Patricia Vivian-Lall is a professional actress and singer with more than 40 years of experience on stages in Britain and Australia. She has written a quirky collection of nonsense rhymes inspired by the whimsical names of Australian towns and terrain she passed through on her many tours across the country.
Place names are the stars of this collection; Mudgegonga, Coonabarabran, Warrumbungles and Fairy-Hole Creek seem to echo the delight of the Australian landscape. Children will giggle simply on hearing them read out loud. The book stars a jolly assortment of Australian creatures, real and otherwise, from wombats to dragons.

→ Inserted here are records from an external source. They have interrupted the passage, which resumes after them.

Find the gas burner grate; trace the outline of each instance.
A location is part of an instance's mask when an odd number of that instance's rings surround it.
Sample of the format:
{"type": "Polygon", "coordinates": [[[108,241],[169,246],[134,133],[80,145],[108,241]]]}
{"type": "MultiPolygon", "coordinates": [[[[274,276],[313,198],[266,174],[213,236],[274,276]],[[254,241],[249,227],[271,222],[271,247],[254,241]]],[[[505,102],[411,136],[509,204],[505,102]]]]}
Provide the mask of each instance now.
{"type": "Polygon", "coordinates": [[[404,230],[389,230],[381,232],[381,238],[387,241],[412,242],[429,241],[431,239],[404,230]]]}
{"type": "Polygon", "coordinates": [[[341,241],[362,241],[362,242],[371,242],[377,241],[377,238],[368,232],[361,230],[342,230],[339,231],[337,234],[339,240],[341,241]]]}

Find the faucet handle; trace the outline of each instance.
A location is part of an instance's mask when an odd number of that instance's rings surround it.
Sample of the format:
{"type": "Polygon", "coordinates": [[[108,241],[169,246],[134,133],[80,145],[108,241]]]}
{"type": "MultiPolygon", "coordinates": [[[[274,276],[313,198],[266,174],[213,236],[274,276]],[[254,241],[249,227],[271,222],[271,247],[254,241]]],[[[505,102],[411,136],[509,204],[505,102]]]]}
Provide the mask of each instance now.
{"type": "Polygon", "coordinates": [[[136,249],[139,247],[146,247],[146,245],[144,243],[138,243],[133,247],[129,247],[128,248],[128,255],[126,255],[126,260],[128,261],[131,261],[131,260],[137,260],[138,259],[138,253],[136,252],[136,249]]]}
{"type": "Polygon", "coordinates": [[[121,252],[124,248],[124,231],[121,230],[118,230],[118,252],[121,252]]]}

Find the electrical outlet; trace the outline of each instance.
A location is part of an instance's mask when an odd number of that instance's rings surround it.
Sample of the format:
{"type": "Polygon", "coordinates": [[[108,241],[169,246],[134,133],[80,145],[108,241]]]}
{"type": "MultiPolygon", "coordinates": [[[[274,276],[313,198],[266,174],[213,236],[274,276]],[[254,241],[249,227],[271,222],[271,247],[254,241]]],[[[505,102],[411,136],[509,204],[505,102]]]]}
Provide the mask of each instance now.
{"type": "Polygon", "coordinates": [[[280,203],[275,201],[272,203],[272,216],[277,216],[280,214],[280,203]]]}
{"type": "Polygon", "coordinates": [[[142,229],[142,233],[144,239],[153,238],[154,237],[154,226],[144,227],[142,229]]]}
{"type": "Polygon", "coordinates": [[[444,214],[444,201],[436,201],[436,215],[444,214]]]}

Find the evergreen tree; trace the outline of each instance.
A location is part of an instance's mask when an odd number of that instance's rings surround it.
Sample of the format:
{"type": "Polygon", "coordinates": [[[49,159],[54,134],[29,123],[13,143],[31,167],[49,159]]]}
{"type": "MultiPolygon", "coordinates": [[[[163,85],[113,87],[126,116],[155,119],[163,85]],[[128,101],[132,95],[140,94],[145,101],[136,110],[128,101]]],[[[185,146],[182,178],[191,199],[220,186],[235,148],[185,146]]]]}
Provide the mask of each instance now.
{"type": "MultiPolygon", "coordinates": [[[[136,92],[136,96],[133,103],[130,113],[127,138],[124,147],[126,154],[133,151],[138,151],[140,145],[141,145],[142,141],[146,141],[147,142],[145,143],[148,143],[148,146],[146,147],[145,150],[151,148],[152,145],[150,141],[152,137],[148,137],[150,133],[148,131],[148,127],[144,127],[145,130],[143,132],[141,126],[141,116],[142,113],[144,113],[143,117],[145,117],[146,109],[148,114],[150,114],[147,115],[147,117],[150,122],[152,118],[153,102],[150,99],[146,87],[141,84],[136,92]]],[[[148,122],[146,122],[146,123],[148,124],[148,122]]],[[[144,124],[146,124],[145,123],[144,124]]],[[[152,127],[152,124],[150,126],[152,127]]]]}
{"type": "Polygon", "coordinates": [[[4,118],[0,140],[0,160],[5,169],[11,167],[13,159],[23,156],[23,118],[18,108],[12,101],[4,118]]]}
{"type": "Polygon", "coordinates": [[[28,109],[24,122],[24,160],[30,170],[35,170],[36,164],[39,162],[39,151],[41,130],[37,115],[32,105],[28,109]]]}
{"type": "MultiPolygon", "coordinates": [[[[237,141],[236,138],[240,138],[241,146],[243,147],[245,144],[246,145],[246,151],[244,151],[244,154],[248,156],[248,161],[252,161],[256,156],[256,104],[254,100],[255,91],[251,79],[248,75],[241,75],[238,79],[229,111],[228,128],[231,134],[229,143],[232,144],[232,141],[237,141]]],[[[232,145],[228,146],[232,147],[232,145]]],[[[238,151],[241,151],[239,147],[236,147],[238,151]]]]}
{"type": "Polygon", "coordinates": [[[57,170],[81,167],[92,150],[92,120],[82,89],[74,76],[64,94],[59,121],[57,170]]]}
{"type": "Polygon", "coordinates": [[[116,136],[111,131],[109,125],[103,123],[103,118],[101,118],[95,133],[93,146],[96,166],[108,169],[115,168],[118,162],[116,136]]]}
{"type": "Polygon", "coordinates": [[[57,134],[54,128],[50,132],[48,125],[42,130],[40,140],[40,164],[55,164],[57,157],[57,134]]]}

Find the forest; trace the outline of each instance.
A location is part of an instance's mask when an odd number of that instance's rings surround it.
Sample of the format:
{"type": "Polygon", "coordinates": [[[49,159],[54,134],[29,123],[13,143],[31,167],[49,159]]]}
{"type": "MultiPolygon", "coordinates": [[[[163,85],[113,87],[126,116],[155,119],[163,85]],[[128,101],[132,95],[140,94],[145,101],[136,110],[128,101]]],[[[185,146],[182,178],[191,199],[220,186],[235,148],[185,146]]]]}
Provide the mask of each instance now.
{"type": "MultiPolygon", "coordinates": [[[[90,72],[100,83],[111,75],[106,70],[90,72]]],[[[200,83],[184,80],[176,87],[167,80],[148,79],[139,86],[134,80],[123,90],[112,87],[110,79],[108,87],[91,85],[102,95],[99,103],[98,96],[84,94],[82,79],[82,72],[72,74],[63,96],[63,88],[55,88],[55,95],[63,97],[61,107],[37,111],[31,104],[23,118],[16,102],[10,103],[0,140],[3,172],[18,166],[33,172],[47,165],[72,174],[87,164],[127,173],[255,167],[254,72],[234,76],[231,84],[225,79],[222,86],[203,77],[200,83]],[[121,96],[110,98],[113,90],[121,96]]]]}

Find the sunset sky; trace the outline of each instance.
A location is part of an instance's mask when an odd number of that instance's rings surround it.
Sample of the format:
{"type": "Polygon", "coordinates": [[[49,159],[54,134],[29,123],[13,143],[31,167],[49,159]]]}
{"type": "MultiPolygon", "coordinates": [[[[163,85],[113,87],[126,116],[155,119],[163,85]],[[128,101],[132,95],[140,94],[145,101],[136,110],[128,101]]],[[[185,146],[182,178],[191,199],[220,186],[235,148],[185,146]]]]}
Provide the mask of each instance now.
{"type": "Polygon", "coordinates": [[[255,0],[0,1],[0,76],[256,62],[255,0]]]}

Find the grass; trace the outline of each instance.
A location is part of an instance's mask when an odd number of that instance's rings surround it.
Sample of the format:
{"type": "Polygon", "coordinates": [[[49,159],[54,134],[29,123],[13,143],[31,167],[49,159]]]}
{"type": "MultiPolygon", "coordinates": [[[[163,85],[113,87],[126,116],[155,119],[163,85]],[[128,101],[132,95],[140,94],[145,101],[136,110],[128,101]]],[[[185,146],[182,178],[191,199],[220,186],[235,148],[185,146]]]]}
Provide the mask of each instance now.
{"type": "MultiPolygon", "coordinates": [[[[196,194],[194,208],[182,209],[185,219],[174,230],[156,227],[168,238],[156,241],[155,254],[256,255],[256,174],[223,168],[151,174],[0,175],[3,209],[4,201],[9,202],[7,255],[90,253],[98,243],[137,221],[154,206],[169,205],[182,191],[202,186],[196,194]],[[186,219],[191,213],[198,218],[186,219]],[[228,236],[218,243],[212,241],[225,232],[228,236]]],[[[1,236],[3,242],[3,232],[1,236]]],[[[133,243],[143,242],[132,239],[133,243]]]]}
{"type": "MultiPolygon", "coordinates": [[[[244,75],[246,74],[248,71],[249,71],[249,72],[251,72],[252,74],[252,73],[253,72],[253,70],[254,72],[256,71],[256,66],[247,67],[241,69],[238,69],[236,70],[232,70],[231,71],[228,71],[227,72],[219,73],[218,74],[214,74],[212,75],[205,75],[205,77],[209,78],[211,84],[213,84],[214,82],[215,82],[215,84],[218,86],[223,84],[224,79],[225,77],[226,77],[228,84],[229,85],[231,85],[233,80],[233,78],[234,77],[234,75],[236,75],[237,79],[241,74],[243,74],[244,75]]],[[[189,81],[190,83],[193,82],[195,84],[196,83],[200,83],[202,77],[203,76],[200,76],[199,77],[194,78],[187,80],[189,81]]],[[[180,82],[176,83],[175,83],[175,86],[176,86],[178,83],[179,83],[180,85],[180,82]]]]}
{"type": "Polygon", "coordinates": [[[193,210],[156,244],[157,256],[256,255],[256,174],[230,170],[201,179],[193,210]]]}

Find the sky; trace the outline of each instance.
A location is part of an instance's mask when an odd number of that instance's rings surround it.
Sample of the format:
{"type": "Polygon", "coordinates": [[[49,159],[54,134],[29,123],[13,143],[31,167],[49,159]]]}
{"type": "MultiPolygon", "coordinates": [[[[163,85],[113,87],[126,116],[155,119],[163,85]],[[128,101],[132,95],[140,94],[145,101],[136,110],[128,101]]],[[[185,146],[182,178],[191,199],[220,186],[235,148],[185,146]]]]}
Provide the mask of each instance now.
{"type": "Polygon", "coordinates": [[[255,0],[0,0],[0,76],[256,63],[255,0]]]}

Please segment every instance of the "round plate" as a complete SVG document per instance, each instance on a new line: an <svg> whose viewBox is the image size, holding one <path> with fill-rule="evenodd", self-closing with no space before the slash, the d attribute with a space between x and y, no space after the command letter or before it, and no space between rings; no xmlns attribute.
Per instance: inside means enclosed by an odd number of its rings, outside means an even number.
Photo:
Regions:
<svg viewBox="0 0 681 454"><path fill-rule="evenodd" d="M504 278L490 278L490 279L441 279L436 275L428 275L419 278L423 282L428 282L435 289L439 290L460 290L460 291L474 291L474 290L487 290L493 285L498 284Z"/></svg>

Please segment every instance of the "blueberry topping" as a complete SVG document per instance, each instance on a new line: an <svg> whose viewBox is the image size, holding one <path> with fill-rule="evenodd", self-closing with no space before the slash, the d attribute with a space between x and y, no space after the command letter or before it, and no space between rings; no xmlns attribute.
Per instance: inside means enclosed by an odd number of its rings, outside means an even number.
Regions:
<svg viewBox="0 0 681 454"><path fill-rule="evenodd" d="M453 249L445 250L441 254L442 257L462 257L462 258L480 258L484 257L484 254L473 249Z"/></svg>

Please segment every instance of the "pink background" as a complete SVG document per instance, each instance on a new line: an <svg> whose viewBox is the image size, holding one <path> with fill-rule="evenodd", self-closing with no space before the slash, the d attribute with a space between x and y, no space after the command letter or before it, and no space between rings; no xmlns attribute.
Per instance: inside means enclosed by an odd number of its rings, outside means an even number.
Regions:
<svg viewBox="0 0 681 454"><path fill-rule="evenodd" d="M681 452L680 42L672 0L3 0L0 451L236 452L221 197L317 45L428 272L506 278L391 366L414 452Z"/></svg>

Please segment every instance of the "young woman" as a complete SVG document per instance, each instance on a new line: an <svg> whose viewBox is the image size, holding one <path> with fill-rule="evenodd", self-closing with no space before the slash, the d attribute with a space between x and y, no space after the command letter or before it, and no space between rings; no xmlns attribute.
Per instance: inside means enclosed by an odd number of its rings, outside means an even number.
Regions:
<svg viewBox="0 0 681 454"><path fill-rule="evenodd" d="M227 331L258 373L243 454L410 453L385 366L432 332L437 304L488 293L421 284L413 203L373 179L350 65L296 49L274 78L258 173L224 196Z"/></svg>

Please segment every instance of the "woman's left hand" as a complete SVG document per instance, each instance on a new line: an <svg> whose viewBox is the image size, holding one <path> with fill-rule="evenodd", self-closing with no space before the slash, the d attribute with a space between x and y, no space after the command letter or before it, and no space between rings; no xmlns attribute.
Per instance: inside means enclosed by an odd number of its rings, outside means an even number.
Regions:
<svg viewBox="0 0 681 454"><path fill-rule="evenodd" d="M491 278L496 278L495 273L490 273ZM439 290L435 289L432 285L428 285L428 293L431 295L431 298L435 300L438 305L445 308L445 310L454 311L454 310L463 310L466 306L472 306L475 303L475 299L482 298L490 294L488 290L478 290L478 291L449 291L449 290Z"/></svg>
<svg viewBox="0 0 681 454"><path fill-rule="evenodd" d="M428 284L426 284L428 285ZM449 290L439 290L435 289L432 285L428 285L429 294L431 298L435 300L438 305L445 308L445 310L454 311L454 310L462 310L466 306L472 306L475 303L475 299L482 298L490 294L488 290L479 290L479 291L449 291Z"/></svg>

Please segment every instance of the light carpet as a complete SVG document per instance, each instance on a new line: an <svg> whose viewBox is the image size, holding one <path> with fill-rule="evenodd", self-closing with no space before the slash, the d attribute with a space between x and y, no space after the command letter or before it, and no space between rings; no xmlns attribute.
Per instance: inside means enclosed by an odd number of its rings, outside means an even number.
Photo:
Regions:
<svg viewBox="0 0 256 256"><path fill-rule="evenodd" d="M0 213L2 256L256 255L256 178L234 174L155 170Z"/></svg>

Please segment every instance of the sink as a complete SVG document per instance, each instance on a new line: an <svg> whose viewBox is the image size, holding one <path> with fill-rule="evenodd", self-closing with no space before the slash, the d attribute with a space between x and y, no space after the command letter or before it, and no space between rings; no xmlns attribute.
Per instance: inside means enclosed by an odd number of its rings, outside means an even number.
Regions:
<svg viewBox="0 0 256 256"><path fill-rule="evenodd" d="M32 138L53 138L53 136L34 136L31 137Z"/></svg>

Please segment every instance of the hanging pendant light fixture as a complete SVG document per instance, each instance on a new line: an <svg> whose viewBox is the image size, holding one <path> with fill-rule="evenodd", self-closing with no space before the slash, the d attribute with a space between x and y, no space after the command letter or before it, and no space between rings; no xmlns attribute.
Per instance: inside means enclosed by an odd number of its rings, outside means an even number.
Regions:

Unfortunately, the rhymes and rhythms of this text can feel labored, and they don’t always make sense. The latter might sound like an odd quibble in a collection of nonsense poems, but the delight of the genre exists within the perfect logic of the made-up nonsense. Simply including random words or forcing rhymes isn’t the same thing. For example: “Tumbarumba! / Tumbarumba! / Won’t you come and / dance the rhumba/In a Dance-Hall/built with lumber/Thus encumber/Tumbarumba?”
In addition to odd capitalization and errors of punctuation (which are unacceptable in a book intended for emerging readers), the final sentence of the poem doesn’t make sense.
Brenda Nelson’s lush watercolors aren’t bold enough to add narrative texture to this collection. When illustrations don’t contribute visual puns or humor to a project such as this, an opportunity is missed to add depth and dimension.
Finally, who is Ozzie-Pozzie? There’s a backpackers’ hostel in Australia by that name (without the hyphen), but no connection is made. In sum, Ozzie-Pozzie’s Rhymes for Aussie Kids can be sweet and diverting, but its problems are many.